I have repeated this: Jamaica cannot afford to remain a passive participant in the global economy. We must position ourselves as a bold competitor and take the risk to thrust ourself into the world market, instead of relying only trading with three million people.
Why? Because, the future of work is already here, reshaping industries and creating opportunities across digital platforms, renewable energy, logistics, and creative economies. Therefore, if we are to provide meaningful employment for our people, we cannot simply consume these innovations, we must produce, export, and lead within them.
To do this, Jamaica must expand beyond its traditional sectors, building globally competitive industries that leverage our natural strengths — our culture, our geography, our creativity, and our people. A robust economy rooted in export-driven growth and innovation would provide not just jobs, but careers of dignity, stability, and opportunity.
Being ahead of the curve requires vision and courage. It means investing in the infrastructure of tomorrow — digital transformation, renewable energy grids, agro-technology, and logistics hubs — that will anchor Jamaica in the global economy of the future. It means creating policies that encourage our young entrepreneurs to scale their hustles into formal businesses, compete internationally, and bring foreign exchange home. And it means ensuring that our education system produces not just jobseekers, but innovators equipped to thrive in a borderless economy.

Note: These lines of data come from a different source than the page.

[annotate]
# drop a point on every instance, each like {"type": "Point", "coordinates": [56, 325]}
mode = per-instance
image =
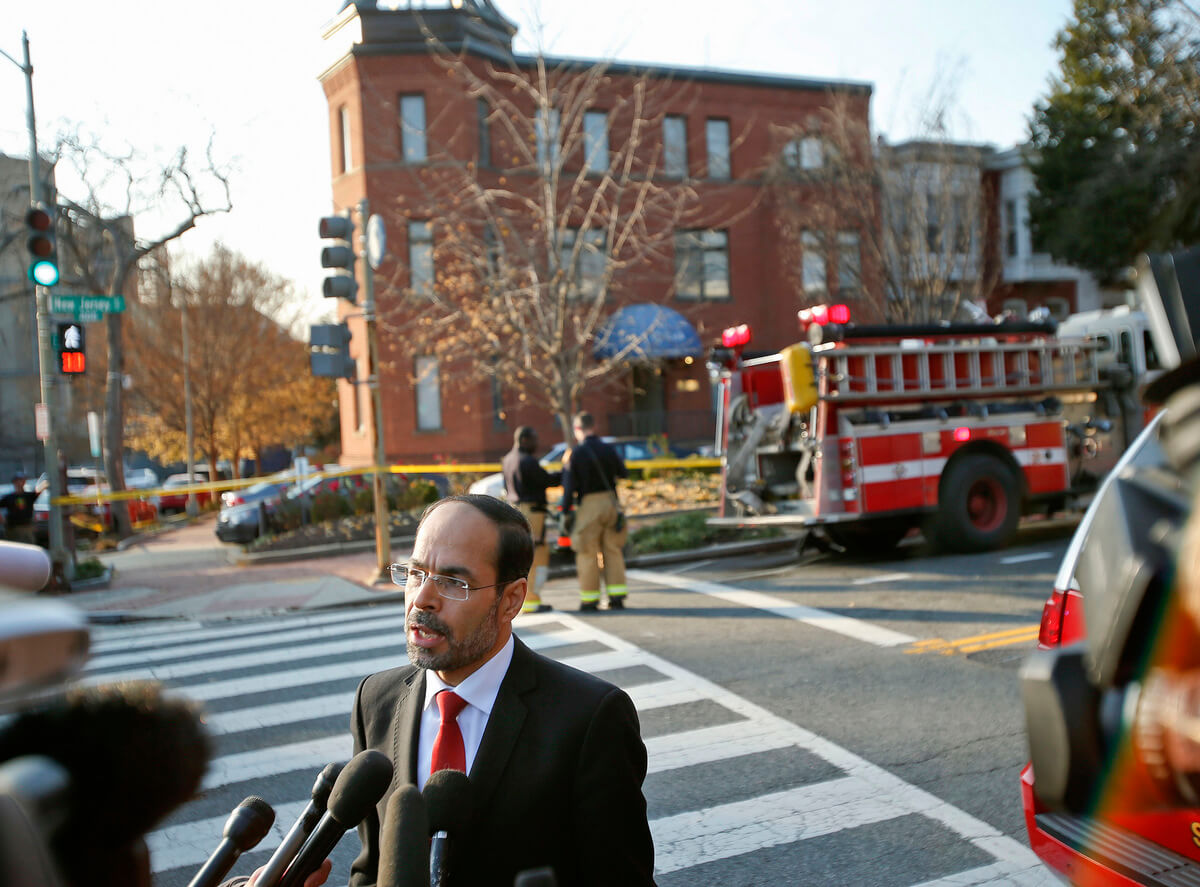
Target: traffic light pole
{"type": "Point", "coordinates": [383, 525]}
{"type": "Point", "coordinates": [63, 565]}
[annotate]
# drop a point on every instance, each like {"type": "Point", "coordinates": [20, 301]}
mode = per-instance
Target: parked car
{"type": "Point", "coordinates": [1113, 843]}
{"type": "Point", "coordinates": [177, 502]}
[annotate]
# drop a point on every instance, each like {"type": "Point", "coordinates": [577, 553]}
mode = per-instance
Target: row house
{"type": "Point", "coordinates": [436, 121]}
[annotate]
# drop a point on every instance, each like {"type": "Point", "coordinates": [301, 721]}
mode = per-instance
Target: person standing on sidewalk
{"type": "Point", "coordinates": [18, 511]}
{"type": "Point", "coordinates": [526, 483]}
{"type": "Point", "coordinates": [589, 480]}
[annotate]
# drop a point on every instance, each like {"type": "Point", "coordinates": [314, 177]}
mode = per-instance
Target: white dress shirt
{"type": "Point", "coordinates": [479, 689]}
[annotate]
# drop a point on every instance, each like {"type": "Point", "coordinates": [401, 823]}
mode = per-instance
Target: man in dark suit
{"type": "Point", "coordinates": [555, 755]}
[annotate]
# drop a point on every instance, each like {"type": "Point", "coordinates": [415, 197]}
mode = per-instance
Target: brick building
{"type": "Point", "coordinates": [406, 118]}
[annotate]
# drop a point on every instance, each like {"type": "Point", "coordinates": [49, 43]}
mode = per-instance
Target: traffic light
{"type": "Point", "coordinates": [340, 257]}
{"type": "Point", "coordinates": [43, 261]}
{"type": "Point", "coordinates": [72, 355]}
{"type": "Point", "coordinates": [330, 352]}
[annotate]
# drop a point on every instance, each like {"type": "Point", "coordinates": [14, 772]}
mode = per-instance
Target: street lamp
{"type": "Point", "coordinates": [63, 565]}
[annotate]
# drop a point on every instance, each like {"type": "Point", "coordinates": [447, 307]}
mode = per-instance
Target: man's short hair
{"type": "Point", "coordinates": [514, 555]}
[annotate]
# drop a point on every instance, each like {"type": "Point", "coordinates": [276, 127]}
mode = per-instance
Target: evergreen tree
{"type": "Point", "coordinates": [1116, 141]}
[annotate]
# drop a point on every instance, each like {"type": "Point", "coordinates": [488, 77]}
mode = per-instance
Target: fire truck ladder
{"type": "Point", "coordinates": [919, 369]}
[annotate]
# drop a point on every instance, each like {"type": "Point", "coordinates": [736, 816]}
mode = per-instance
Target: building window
{"type": "Point", "coordinates": [429, 394]}
{"type": "Point", "coordinates": [1011, 228]}
{"type": "Point", "coordinates": [813, 271]}
{"type": "Point", "coordinates": [717, 138]}
{"type": "Point", "coordinates": [588, 273]}
{"type": "Point", "coordinates": [850, 262]}
{"type": "Point", "coordinates": [675, 147]}
{"type": "Point", "coordinates": [547, 138]}
{"type": "Point", "coordinates": [343, 139]}
{"type": "Point", "coordinates": [485, 135]}
{"type": "Point", "coordinates": [420, 257]}
{"type": "Point", "coordinates": [702, 264]}
{"type": "Point", "coordinates": [595, 141]}
{"type": "Point", "coordinates": [804, 154]}
{"type": "Point", "coordinates": [412, 129]}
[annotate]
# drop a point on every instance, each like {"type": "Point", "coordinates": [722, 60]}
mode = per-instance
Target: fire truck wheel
{"type": "Point", "coordinates": [978, 504]}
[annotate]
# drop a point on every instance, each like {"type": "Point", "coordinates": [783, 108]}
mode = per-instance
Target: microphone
{"type": "Point", "coordinates": [300, 831]}
{"type": "Point", "coordinates": [448, 798]}
{"type": "Point", "coordinates": [247, 825]}
{"type": "Point", "coordinates": [129, 742]}
{"type": "Point", "coordinates": [359, 786]}
{"type": "Point", "coordinates": [403, 840]}
{"type": "Point", "coordinates": [537, 877]}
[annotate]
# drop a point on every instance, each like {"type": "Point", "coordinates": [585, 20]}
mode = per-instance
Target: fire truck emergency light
{"type": "Point", "coordinates": [736, 336]}
{"type": "Point", "coordinates": [822, 316]}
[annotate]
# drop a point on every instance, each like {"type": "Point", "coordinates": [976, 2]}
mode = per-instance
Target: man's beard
{"type": "Point", "coordinates": [459, 653]}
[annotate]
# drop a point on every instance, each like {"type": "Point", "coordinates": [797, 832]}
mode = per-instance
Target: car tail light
{"type": "Point", "coordinates": [1054, 615]}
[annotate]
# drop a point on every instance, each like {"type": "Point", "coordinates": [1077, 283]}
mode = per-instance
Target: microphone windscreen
{"type": "Point", "coordinates": [405, 841]}
{"type": "Point", "coordinates": [359, 786]}
{"type": "Point", "coordinates": [133, 755]}
{"type": "Point", "coordinates": [449, 801]}
{"type": "Point", "coordinates": [249, 823]}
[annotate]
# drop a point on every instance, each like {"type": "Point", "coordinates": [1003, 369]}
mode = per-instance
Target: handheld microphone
{"type": "Point", "coordinates": [247, 825]}
{"type": "Point", "coordinates": [403, 840]}
{"type": "Point", "coordinates": [300, 831]}
{"type": "Point", "coordinates": [448, 798]}
{"type": "Point", "coordinates": [359, 786]}
{"type": "Point", "coordinates": [127, 742]}
{"type": "Point", "coordinates": [537, 877]}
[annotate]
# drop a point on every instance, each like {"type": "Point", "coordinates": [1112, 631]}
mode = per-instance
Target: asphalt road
{"type": "Point", "coordinates": [869, 708]}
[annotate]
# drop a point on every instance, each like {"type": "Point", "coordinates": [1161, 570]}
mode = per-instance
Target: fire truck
{"type": "Point", "coordinates": [862, 433]}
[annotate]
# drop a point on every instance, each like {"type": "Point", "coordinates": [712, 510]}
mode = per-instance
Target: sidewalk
{"type": "Point", "coordinates": [185, 573]}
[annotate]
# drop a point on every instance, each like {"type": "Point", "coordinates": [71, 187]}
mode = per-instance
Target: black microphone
{"type": "Point", "coordinates": [448, 798]}
{"type": "Point", "coordinates": [129, 742]}
{"type": "Point", "coordinates": [300, 831]}
{"type": "Point", "coordinates": [247, 825]}
{"type": "Point", "coordinates": [537, 877]}
{"type": "Point", "coordinates": [359, 786]}
{"type": "Point", "coordinates": [403, 840]}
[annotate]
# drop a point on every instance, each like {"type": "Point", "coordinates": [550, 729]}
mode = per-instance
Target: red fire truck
{"type": "Point", "coordinates": [863, 433]}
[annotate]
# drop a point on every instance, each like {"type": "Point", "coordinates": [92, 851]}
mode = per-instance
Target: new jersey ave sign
{"type": "Point", "coordinates": [87, 309]}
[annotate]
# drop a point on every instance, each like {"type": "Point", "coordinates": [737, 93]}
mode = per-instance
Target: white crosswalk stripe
{"type": "Point", "coordinates": [279, 696]}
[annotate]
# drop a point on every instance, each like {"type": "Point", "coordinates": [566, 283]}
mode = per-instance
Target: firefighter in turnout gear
{"type": "Point", "coordinates": [526, 483]}
{"type": "Point", "coordinates": [589, 483]}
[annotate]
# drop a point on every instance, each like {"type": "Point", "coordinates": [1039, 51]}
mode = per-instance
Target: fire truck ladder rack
{"type": "Point", "coordinates": [929, 370]}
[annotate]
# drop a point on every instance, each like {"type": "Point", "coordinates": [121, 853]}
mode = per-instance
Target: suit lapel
{"type": "Point", "coordinates": [407, 726]}
{"type": "Point", "coordinates": [504, 725]}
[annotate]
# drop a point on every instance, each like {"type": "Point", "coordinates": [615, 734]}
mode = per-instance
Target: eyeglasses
{"type": "Point", "coordinates": [445, 586]}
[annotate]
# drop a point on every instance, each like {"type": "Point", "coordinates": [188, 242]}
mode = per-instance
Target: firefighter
{"type": "Point", "coordinates": [589, 480]}
{"type": "Point", "coordinates": [526, 483]}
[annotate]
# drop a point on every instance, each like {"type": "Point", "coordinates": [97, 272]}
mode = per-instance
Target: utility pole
{"type": "Point", "coordinates": [63, 564]}
{"type": "Point", "coordinates": [383, 528]}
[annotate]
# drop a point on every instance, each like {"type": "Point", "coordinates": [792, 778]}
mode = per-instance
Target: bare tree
{"type": "Point", "coordinates": [101, 247]}
{"type": "Point", "coordinates": [576, 209]}
{"type": "Point", "coordinates": [251, 382]}
{"type": "Point", "coordinates": [898, 228]}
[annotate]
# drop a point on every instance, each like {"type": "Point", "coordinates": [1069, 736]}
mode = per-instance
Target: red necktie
{"type": "Point", "coordinates": [449, 751]}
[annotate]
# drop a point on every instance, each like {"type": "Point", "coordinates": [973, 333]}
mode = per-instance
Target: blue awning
{"type": "Point", "coordinates": [647, 331]}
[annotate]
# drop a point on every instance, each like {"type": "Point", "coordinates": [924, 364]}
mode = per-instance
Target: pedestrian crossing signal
{"type": "Point", "coordinates": [72, 354]}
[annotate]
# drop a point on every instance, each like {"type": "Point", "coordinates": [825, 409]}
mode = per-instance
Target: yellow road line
{"type": "Point", "coordinates": [977, 642]}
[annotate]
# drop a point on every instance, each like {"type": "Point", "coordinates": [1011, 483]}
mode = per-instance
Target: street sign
{"type": "Point", "coordinates": [90, 305]}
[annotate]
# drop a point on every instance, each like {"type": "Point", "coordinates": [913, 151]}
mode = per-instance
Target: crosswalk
{"type": "Point", "coordinates": [737, 795]}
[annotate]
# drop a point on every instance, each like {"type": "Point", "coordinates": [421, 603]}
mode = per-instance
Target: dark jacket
{"type": "Point", "coordinates": [593, 468]}
{"type": "Point", "coordinates": [557, 778]}
{"type": "Point", "coordinates": [526, 480]}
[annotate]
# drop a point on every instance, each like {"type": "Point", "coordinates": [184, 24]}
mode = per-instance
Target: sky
{"type": "Point", "coordinates": [159, 76]}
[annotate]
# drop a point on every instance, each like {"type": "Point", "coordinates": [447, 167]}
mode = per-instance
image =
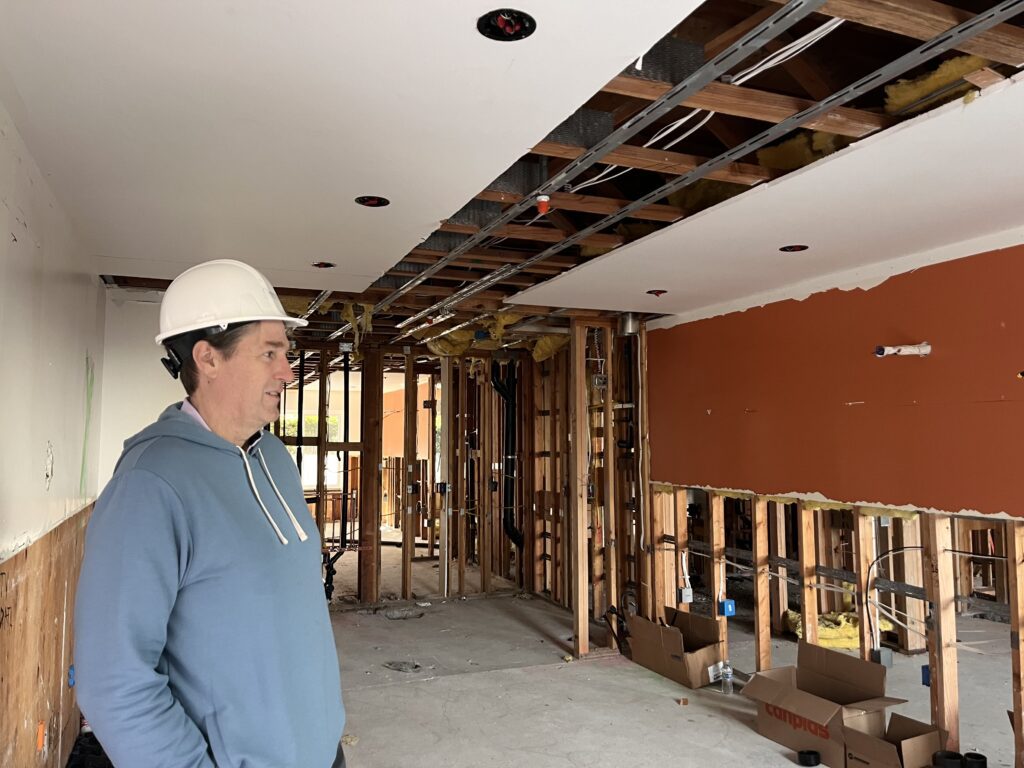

This demand for vision is also clear in Jamaica’s ongoing general election campaign. Both the Jamaica Labour Party (JLP) and People’s National Party (PNP) are battling in the attention economy, where politics competes with clicks, likes, and digital noise. But Jamaicans are not easily fooled. They are smart, discerning, and unimpressed by recycled populism. Our people think bigger, bet on their future, and expect leadership that does the same. Therefore, our politics, like our economy, must rise above the noise, offering not distraction, but direction; not quick fixes, but a bold and lasting vision.
If we rise to this challenge, Jamaica will not only reduce its reliance on hustling as survival, it will become a nation where hustling evolves into entrepreneurship, and entrepreneurship into globally competitive enterprise.
The hustle is undeniably Jamaican, woven into our music, our markets, and our spirit. But hustling alone cannot carry us forward. Without intentional growth our people will remain trapped in a 24/7 economy of exhaustion and survival hustling. Our challenge is to shape a new Jamaican economy; one in which the hustle is not a desperate necessity, but a powerful choice; not a survival tactic, but a launchpad to innovation and wealth creation.
That is the future of work our people deserve, and the future we must build together.
Lisa Hanna is Member of Parliament for St Ann South Eastern, People’s National Party spokesperson on foreign affairs and foreign trade, and a former Cabinet member.